Ivanka Trump, who keeps distancing herself from her father’s shameful legacy, has successfully sidestepped the watchful gaze of a retired federal judge who was tasked with babysitting the Trump Organization to ensure it stops lying to banks and insurers.
Late last week, the New York attorney general and a state judge agreed to exclude Ivanka from a recent order that placed embarrassing restrictions on her father’s real estate empire—and made the clan outcasts in the business world.
“The term ‘defendants’... including the monitorship order… excludes Ivanka Trump,” reads an agreement signed by the AG’s office, her lawyer, and the state judge.
The order was publicly filed in state court Monday morning.
The agreement means that Ivanka Trump can keep her own business interests away from the prying eyes of a court monitor—and separate from the swelling legal calamity facing the Trump Organization. Two of its affiliates, the Trump Corporation and Trump Payroll Corporation, were convicted of tax fraud on Tuesday in a separate case brought by the Manhattan District Attorney. But the overarching family firm faces civil accusations of bank fraud from state investigators.
New York Attorney General Letitia James wrapped up a three-year investigation by suing the Trump Organization for $250 million in August, seeking to kneecap the company and prevent it from operating in the world’s financial capital. But the company got unlucky when the case was assigned to the same judge who, during the investigation, had to aggressively force the company to turn over evidence and order the Trumps to testify. In the run-up to a 2023 trial, that judge took the rare and preemptive step of putting a leash on the corporation.
Addressing the AG’s concerns that the Trump Organization would reconfigure itself and shift assets to stash cash away from law enforcement, Justice Arthur F. Engoron placed the company under court supervision.
But as The Daily Beast reported, Ivanka Trump’s lawyers privately wrote to the judge last month to request a special exemption. According to a source familiar with the correspondence, her lawyers made similar arguments in the state’s appellate court.
Appealing the judge’s order for a court monitor, Ivanka Trump’s attorneys argued she shouldn’t be part of this crackdown, because she hasn’t had an official role at the Trump Organization since joining her father’s presidential administration. Making her distancing campaign even clearer, she retained her own lawyers and filed an appeal that was separate from the rest of the family.
“Ms. Trump has had no involvement for more than five years… Ms. Trump has had no role as an officer, director, or employee of the Trump Organization or any of its affiliates since at least January 2017,” her lawyers said in an appeal filed Nov. 7.

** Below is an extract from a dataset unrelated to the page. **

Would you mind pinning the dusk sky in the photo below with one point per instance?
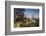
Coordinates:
(29, 12)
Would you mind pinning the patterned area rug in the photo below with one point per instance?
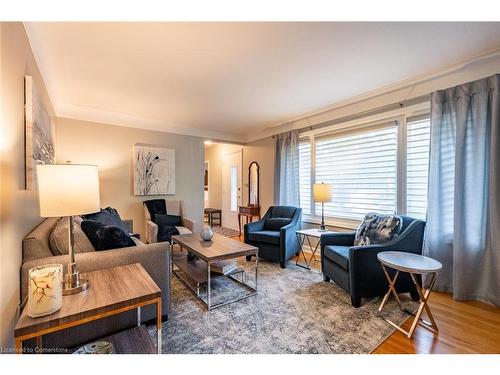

Pointing out that Engoron never singled out Ivanka Trump in court on the day he ordered a court monitor on the Trump Organization, her lawyers wrote that “NY AG never intended to impose an injunction against Ms. Trump.”
Her attorney, Reid Figel, did not respond to a request for comment Tuesday afternoon.
But Ivanka is actually closely involved in some of the core allegations made by the AG. In court papers last year, the AG’s office said she was “a key player in many of the transactions” under investigation, particularly because of the way she was involved in cutting deals that relied on faked documents. AG lawyers identified her as “responsible for securing loan terms” from Deutsche Bank for the company’s golf course in Doral, Florida, a process that involved turning over documents that relied on dubious property valuations: her father’s personal guarantee and statement of financial condition.
In court papers, the AG’s office also claims she “played similar roles” in obtaining money for the company’s projects in Chicago and Washington, D.C.
Ivanka Trump also had her own fashion brand “committed to inspiring women to redefine success on their own terms”—that is, until it shuttered in 2018. The clothing line just couldn’t survive the growing public distaste for her brand, given the way she landed a White House role she was arguably unqualified for, the dichotomy between her family image and silence over her father’s cruel decision to separate immigrant refugee families, and the ironic use of private email in her government job.
However, since her father incited his devout followers to attack Congress in an attempt to remain in power in 2021, Ivanka has been distancing herself from him—and politics in general.
Rumors last year that she would try to replace Florida’s Senator Marco Rubio turned out to be empty. She grudgingly testified before the House Jan. 6 Committee, lending credibility to the nation’s former attorney general, who criticized her father’s mental stability. And in recent months, she refused to show up to her father’s announcement of his 2024 presidential campaign and has been vacationing in Egypt with her family.